I helped Your Sis grade papers all day afterward. We hunkered down in front of ESPN/ABC's six hours of horse-racing coverage and made our marks and discussed teaching tactics. I favor the use of pop-culture to get kids involved. For instance, there's a sports-talk TV show called Around the Horn that allows four sports reporters to debate each other for points. The lowest points in each round eliminate a reporter until one is left standing. I think she should use this in class and make her kids debate story elements in front of the class. They don't play for grades but for argument skills needed for timed test sections. For the record, in the few times she has been able to inject pop culture into class discussions, the kids eat it up. It keeps them attuned.

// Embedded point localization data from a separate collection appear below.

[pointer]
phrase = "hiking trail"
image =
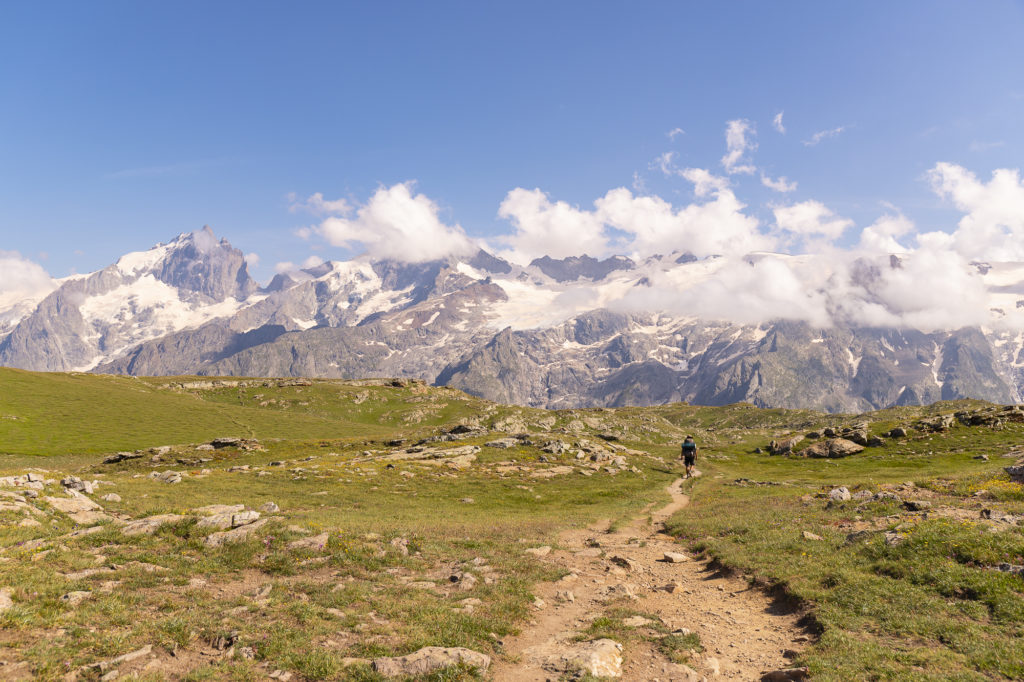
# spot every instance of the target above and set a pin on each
(743, 631)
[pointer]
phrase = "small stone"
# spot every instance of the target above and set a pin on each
(75, 598)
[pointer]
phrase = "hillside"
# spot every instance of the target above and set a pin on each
(555, 333)
(190, 527)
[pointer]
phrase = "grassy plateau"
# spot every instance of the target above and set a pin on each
(387, 523)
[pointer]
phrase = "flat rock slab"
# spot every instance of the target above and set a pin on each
(233, 536)
(315, 543)
(148, 525)
(76, 503)
(428, 659)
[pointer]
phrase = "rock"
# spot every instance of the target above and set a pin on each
(600, 657)
(1016, 473)
(625, 562)
(76, 483)
(786, 675)
(783, 446)
(76, 503)
(75, 598)
(833, 449)
(315, 543)
(463, 581)
(121, 457)
(839, 495)
(894, 539)
(428, 659)
(233, 536)
(565, 596)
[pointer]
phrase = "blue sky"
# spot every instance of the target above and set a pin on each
(126, 123)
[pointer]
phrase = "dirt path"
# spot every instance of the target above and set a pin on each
(743, 632)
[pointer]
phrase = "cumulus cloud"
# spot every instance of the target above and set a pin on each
(823, 134)
(642, 225)
(737, 144)
(777, 123)
(881, 236)
(778, 184)
(810, 218)
(993, 225)
(394, 223)
(551, 228)
(22, 279)
(316, 205)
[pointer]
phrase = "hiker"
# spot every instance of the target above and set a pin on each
(689, 455)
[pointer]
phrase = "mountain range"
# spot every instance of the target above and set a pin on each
(553, 334)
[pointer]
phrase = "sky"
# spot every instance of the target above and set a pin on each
(322, 130)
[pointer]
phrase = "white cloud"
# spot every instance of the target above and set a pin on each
(737, 144)
(316, 205)
(993, 225)
(665, 163)
(810, 218)
(717, 226)
(777, 123)
(881, 237)
(551, 228)
(779, 184)
(22, 279)
(396, 224)
(704, 181)
(823, 134)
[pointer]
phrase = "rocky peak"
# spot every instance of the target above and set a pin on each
(572, 268)
(199, 262)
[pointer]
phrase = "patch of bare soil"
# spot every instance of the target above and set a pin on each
(744, 632)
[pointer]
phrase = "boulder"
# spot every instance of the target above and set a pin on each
(148, 525)
(428, 659)
(600, 657)
(783, 446)
(233, 536)
(833, 449)
(839, 495)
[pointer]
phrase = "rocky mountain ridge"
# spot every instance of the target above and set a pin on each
(552, 334)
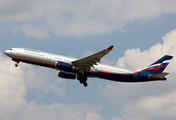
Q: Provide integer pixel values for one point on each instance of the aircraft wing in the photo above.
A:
(87, 62)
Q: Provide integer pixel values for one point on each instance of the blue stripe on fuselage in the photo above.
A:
(35, 63)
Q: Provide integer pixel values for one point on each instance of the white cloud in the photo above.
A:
(80, 18)
(16, 82)
(147, 101)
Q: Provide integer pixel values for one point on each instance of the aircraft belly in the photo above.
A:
(120, 77)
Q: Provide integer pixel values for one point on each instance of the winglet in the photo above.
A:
(110, 48)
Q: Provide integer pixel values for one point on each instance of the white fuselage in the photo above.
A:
(39, 57)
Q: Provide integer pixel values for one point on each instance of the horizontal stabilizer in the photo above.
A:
(158, 76)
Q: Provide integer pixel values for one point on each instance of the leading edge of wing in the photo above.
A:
(91, 60)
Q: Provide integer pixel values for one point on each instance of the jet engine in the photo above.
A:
(66, 75)
(63, 66)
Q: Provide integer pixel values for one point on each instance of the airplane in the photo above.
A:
(90, 66)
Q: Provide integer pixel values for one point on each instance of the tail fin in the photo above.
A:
(158, 66)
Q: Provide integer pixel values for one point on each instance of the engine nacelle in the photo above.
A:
(66, 75)
(63, 66)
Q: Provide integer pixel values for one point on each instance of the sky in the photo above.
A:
(141, 32)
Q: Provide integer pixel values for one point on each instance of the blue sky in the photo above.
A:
(141, 32)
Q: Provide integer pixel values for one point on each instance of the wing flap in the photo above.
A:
(88, 62)
(158, 76)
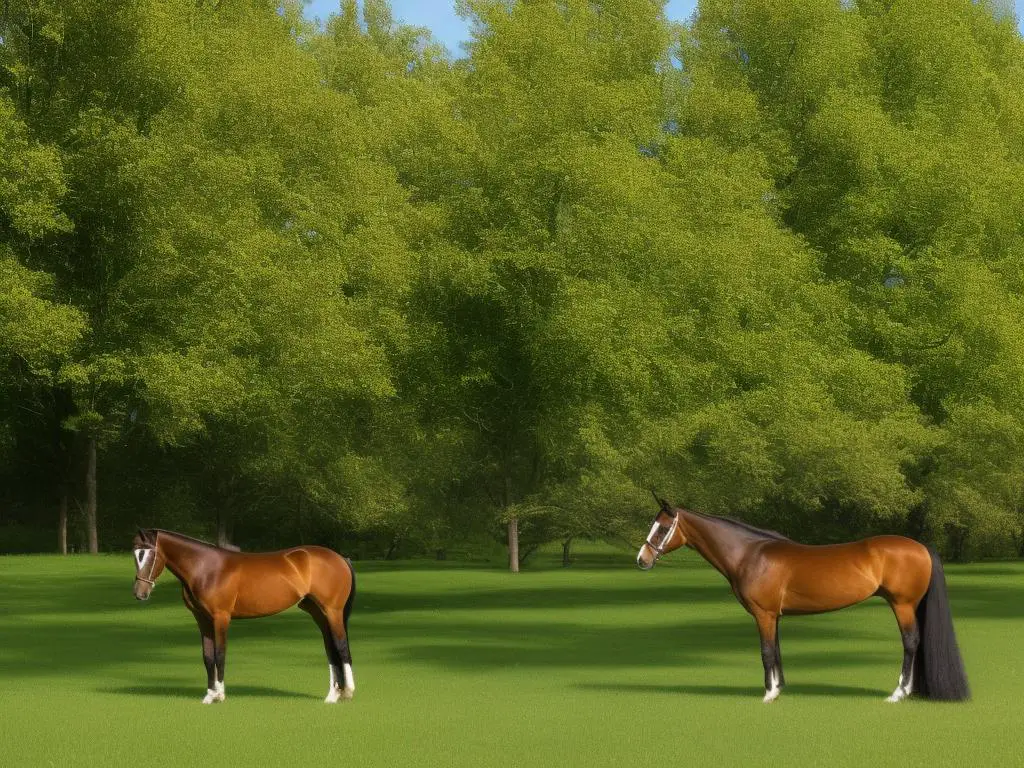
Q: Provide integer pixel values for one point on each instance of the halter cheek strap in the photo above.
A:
(658, 550)
(153, 565)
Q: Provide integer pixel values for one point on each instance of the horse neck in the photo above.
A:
(181, 554)
(718, 543)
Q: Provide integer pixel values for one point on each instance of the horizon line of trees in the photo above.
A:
(270, 283)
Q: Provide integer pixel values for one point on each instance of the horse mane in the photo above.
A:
(193, 539)
(760, 532)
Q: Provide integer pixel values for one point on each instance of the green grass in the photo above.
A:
(592, 666)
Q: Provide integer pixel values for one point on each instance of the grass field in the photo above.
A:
(598, 665)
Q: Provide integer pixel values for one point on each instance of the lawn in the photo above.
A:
(457, 666)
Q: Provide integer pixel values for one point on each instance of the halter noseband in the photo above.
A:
(658, 549)
(153, 565)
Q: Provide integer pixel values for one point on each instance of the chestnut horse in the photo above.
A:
(772, 576)
(219, 585)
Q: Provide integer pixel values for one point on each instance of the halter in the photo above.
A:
(153, 565)
(659, 549)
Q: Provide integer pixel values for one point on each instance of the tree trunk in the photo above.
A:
(90, 496)
(514, 544)
(62, 524)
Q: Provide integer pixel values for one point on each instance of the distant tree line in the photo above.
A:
(270, 283)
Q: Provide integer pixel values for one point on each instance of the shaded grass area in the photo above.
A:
(595, 665)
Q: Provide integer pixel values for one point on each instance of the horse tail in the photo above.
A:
(351, 597)
(938, 668)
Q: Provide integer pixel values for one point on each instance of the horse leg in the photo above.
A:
(334, 662)
(220, 622)
(339, 634)
(206, 630)
(907, 622)
(768, 629)
(778, 656)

I got a call from the theatre folk asking about the new one-act package show. They are suggesting we add more shows. Yes, really. And I thought the compost smelled bad. This augurs so ill, and my expectations dwindle more and more. The theatre is bleeding audience; the show that just closed averaged 15 people a night. That's inexcusable. It should shock people into making big, smart decisions for using the theater's resources. Instead, they're throwing all the pasta on the wall, and I am very, very tempted to back out of the one-act package before it cranks up.

On Sunday I drove back to Spartanburg for a family reunion. There were about sixty folks there -- some I knew well, some I never otherwise see or recognize. Mom got to see the pictures of Your Sis on the bike and was shocked by them. Everyone is surprised by this. Me, not so much. She didn't talk about getting a bike very often, but she always enjoyed seeing them in action movies. How many times have we watched Trinity slip through enemy traffic in the second Matrix film? Couldn't tell you. But it has a bike, and thus it was consumed muchly.

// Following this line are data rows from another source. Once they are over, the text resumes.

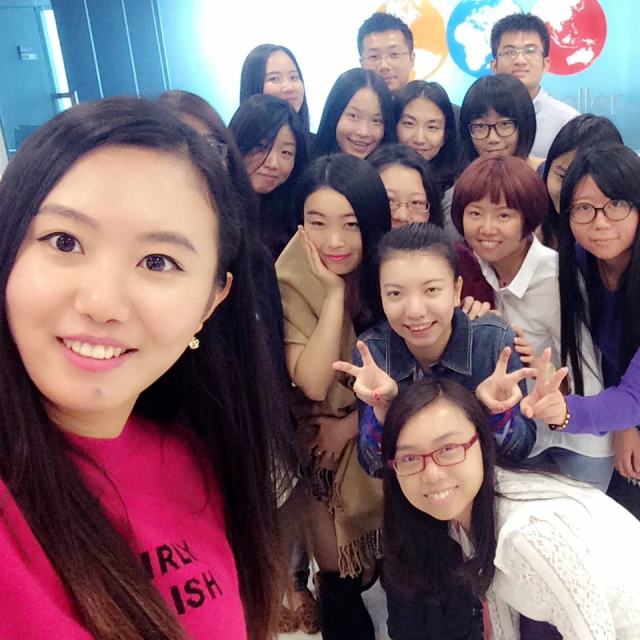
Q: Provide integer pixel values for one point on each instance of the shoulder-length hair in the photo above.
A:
(254, 70)
(615, 170)
(400, 154)
(420, 556)
(509, 98)
(255, 126)
(496, 176)
(360, 184)
(585, 130)
(208, 391)
(344, 88)
(446, 163)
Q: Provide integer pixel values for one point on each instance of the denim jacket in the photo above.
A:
(470, 358)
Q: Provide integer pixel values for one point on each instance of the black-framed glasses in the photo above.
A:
(415, 206)
(446, 456)
(504, 128)
(511, 53)
(393, 56)
(614, 210)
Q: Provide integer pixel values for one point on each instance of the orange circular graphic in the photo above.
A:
(429, 34)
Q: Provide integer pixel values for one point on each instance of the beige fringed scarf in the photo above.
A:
(356, 498)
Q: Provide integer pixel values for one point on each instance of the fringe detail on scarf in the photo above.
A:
(359, 555)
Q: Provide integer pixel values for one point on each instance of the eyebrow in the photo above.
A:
(438, 440)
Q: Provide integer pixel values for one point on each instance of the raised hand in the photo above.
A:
(500, 391)
(330, 281)
(373, 386)
(546, 401)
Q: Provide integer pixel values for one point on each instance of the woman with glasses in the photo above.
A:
(273, 145)
(425, 334)
(459, 518)
(497, 118)
(357, 116)
(414, 197)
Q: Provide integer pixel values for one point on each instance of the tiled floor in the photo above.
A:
(377, 605)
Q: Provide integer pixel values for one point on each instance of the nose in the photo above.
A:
(101, 294)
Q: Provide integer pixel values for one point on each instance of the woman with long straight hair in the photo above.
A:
(458, 518)
(138, 452)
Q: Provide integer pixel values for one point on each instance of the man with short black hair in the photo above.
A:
(385, 45)
(520, 47)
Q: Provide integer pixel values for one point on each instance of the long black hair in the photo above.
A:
(400, 154)
(254, 70)
(344, 88)
(582, 132)
(255, 126)
(210, 391)
(446, 163)
(360, 184)
(509, 98)
(615, 170)
(420, 556)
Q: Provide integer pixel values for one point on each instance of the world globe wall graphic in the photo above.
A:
(577, 30)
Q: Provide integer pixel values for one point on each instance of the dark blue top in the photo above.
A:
(469, 358)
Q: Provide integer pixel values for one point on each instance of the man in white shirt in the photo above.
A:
(520, 47)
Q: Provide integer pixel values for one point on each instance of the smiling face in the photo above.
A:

I also gave Mom a digital copy of our casual prom pictures which I shall also now share with ye.

She's so damn cute.

That's one of her students' left arm in the top right picture, but it does look like it's my arm from the picture next to it. We don't have enough pictures of the two of us. I wants more.

I got home earlier than I expected and listened to a Mercury Radio production of Dracula on the drive back. I went back to the papers while Your Sis travailed at school, and we met up for a late supper. She has one big week left of students, and I intend to clobber these papers with her and finish them tomorrow night.